FLARE: Feed-forward Geometry, Appearance and Camera Estimation from Uncalibrated Sparse Views¶
TL;DR¶
FLARE proposes a cascade learning paradigm that uses camera poses as a bridge to decompose 3D reconstruction into four progressive stages: pose estimation → local geometry → global geometry → Gaussian appearance. It achieves high-quality camera pose estimation, geometric reconstruction, and novel view synthesis from 2-8 uncalibrated sparse images within 0.5 seconds.
Background & Motivation¶
- Core Problem: Reconstructing 3D scenes from multi-view images is a fundamental problem in computer vision. Traditional SfM + MVS pipelines degrade severely under sparse views.
- Limitations of Prior Work:
- Optimization-based methods (BARF, NeRF--): Require good initialization and exhibit poor generalization capabilities.
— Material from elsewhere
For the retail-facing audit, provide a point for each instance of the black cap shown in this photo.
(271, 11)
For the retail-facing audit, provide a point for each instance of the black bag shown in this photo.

- DUSt3R/MASt3R: Only handle pairwise matching for two views followed by post-processed global alignment, which is slow and yields suboptimal results.
- PF-LRM: Feed-forward, but the tri-plane representation limits performance in complex scenes.
- NoPoSplat/Splatt3R: Rely on the imperfect geometric estimation of DUSt3R.
- Key Insights:
- Camera pose serves as a "bridge" connecting 2D images and 3D structures—even imperfect poses can provide effective geometric priors.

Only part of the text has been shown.